Friday, May. 31, 1968
Free Speech or Conspiracy?
On the screen in black and white with the sound track of Bach's "Sheep May Safely Graze," the line of young men one after another touched their draft cards to a flickering candle. After watching the cards blaze down to finger-burning remains, they dropped the charred stubs in a silver bowl and shook hands with the Rev. William Sloane Coffin. Shown in a darkened Boston federal courtroom last week, the TV newsreel was offered by a federal prosecutor as part of the evidence against Yale Chaplain Coffin, 43, Pediatrician Benjamin Spock, 65, and three codefendants, all charged with conspiracy.
In presenting its case to the all-male jury, the prosecution charged that the five conspired "to unlawfully, knowingly and willfully counsel, aid and abet" young Americans in evading the draft. Lawyers for the defense answered the charges with the argument that the free-speech guarantee of the First Amendment shielded their clients from prosecution.

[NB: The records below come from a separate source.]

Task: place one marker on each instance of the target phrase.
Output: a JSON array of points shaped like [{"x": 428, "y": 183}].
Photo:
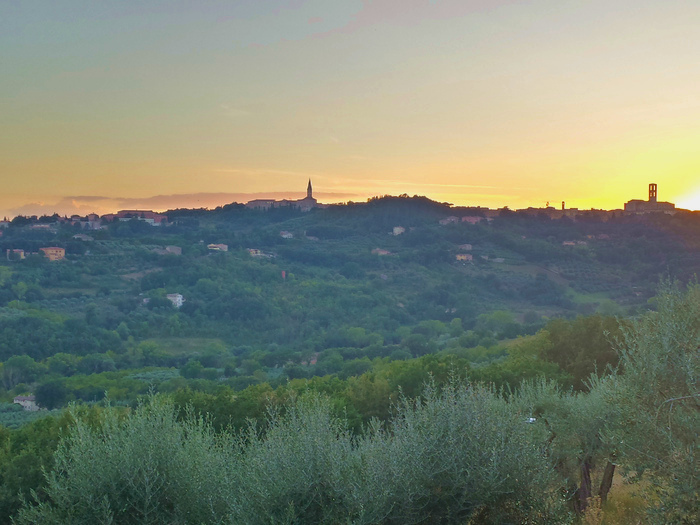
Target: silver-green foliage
[
  {"x": 463, "y": 453},
  {"x": 658, "y": 394},
  {"x": 147, "y": 468}
]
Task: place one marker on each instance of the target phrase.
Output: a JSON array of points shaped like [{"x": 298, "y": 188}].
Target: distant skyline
[{"x": 154, "y": 104}]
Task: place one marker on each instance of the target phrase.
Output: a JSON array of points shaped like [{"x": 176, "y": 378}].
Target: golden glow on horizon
[{"x": 491, "y": 103}]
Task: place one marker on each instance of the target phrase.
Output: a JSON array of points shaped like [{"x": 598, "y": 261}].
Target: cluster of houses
[{"x": 52, "y": 253}]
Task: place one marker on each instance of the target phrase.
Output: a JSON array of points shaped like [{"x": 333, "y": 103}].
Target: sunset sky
[{"x": 161, "y": 104}]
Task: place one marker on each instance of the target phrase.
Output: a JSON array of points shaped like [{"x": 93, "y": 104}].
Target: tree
[{"x": 658, "y": 395}]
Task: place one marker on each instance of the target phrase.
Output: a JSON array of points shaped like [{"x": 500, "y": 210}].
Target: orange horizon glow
[{"x": 483, "y": 103}]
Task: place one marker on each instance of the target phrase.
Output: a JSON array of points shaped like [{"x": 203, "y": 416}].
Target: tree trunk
[
  {"x": 606, "y": 482},
  {"x": 584, "y": 490}
]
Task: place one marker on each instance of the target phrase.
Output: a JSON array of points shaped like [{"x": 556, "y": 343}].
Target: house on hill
[
  {"x": 305, "y": 204},
  {"x": 176, "y": 298},
  {"x": 27, "y": 403},
  {"x": 54, "y": 253}
]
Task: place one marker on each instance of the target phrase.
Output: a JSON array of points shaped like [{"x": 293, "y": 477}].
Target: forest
[{"x": 363, "y": 363}]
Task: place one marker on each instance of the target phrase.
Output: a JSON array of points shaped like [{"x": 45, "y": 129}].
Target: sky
[{"x": 161, "y": 104}]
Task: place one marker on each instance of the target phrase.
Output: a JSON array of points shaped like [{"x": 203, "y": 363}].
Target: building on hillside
[
  {"x": 305, "y": 204},
  {"x": 150, "y": 217},
  {"x": 27, "y": 402},
  {"x": 83, "y": 237},
  {"x": 54, "y": 253},
  {"x": 15, "y": 254},
  {"x": 649, "y": 206},
  {"x": 261, "y": 204},
  {"x": 176, "y": 298}
]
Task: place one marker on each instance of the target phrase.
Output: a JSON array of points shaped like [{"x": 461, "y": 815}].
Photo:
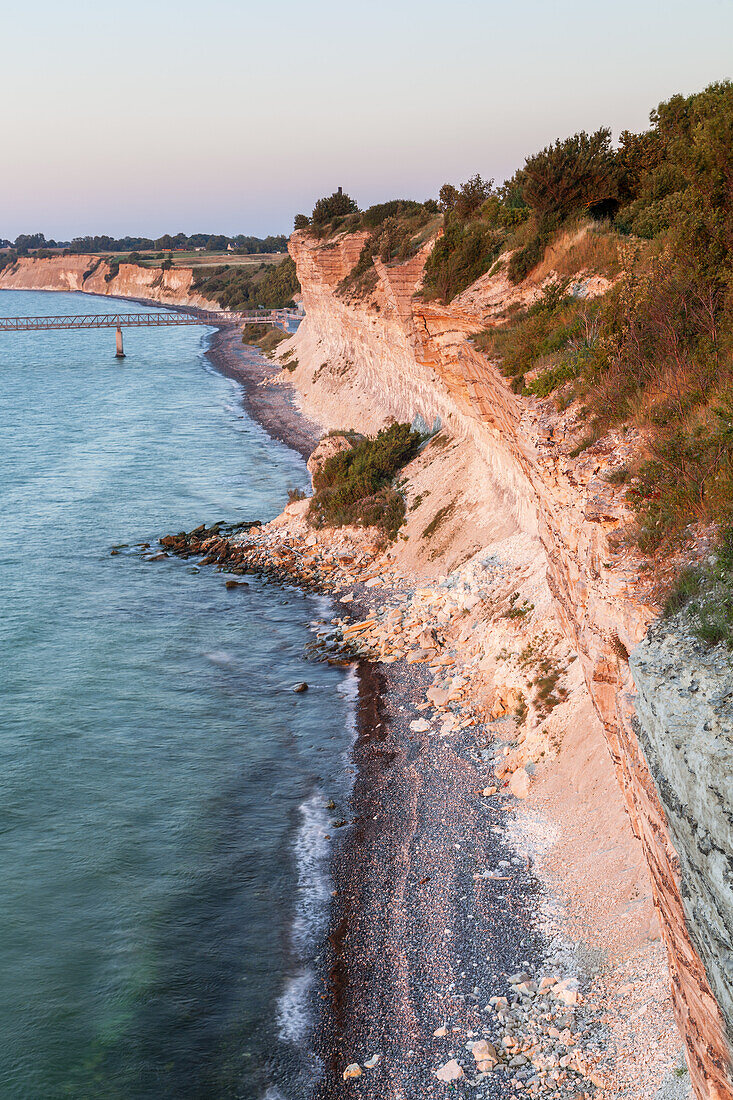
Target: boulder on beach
[{"x": 451, "y": 1071}]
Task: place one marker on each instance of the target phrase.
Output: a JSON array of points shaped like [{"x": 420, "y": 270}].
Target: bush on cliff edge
[{"x": 354, "y": 486}]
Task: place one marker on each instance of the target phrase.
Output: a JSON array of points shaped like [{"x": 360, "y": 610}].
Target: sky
[{"x": 146, "y": 117}]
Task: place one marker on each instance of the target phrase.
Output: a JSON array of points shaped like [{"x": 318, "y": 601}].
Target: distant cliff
[{"x": 93, "y": 275}]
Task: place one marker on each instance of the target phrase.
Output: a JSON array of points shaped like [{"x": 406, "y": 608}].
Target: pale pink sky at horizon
[{"x": 232, "y": 117}]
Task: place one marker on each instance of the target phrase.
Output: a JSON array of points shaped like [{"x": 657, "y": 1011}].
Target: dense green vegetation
[
  {"x": 265, "y": 337},
  {"x": 657, "y": 349},
  {"x": 210, "y": 242},
  {"x": 397, "y": 230},
  {"x": 267, "y": 286},
  {"x": 654, "y": 212},
  {"x": 356, "y": 486},
  {"x": 245, "y": 245},
  {"x": 707, "y": 594}
]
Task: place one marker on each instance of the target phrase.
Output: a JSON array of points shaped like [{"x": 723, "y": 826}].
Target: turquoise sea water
[{"x": 162, "y": 791}]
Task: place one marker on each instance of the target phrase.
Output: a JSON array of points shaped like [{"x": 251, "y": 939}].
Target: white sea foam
[
  {"x": 294, "y": 1012},
  {"x": 312, "y": 850},
  {"x": 349, "y": 690}
]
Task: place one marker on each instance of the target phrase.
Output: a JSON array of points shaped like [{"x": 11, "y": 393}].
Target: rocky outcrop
[
  {"x": 685, "y": 711},
  {"x": 172, "y": 287},
  {"x": 363, "y": 359}
]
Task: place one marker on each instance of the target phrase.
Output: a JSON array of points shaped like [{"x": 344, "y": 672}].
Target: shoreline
[{"x": 418, "y": 828}]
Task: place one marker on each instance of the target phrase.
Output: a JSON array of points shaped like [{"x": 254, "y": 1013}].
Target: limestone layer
[
  {"x": 361, "y": 358},
  {"x": 89, "y": 274}
]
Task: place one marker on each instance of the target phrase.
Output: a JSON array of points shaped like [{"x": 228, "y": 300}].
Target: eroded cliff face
[
  {"x": 88, "y": 274},
  {"x": 685, "y": 712},
  {"x": 361, "y": 359}
]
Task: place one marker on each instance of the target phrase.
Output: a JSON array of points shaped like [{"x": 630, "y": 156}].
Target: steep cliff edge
[
  {"x": 359, "y": 360},
  {"x": 89, "y": 274}
]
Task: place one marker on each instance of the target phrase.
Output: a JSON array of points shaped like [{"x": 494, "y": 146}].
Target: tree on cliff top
[
  {"x": 334, "y": 206},
  {"x": 570, "y": 175}
]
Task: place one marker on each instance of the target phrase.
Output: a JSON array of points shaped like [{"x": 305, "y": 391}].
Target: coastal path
[{"x": 280, "y": 318}]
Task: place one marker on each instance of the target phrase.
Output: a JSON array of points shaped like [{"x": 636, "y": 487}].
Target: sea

News Releases & Handbills. The Government's massive and well-organized evidence was presented to the jury by Assistant U.S. Attorney John Wall, 32, a former paratrooper and Army intelligence officer. In addition to snowing several film clips, Wall read militant handbills and news releases issued by the defendants, bearing such titles as "Civil Disobedience Against the War" and "A Call to Resist Illegitimate Authority." Wall challenged the defendants' not-guilty pleas by quoting Dr. Spock, who in December had told FBI men: "I'm well aware that I could wind up in jail because of my illegal activities."
The jury also heard Assistant Deputy U.S. Attorney General John McDonough state that Coffin, in the company of Co-Defendants Spock, Mitchell Goodman, 44, a New York writer, and Marcus Raskin, 33, a former White House disarmament aide, had delivered a briefcase filled with 356 draft cards to the Justice Department. McDonough testified that Raskin declared, "These cards are evidence of a violation of a federal law, and it is your duty to accept them." Film shot by a Boston TV crew of the draft-card-burning ceremony showed the fifth defendant, Michael Ferber, 23, a Harvard graduate student, urging his audience "to make it difficult and politically dangerous for the government to prosecute us."
Violation of Conscience. In another film, Coffin exclaimed at a New York press conference: "Let these arrests be made in churches and synagogues, that this country can see that the nation is now engaged in actions which are in violation of individual conscience." Soon after the film was shown at the court house, U.S. marshals dragged Robert A. Talmanson, 21, a convicted draft evader, from Boston's Arlington Street Unitarian-Universalist Church. A bloody melee ensued outside the church. Talmanson had gone to the church for sanctuary, an ancient tradition not legally recognized in the U.S.
The Boston trial is expected to drag on for several weeks, despite 85-year-old Judge Francis J. W. Ford's warnings to "get on with it." In another draft-related case, a Baltimore district court last week sentenced two pacifists to six years in federal prison and a third to three years for pouring duck blood on draft-board records. One of those sentenced to a six-year stretch was the Rev. Philip F. Berrigan, 44, a Roman Catholic priest.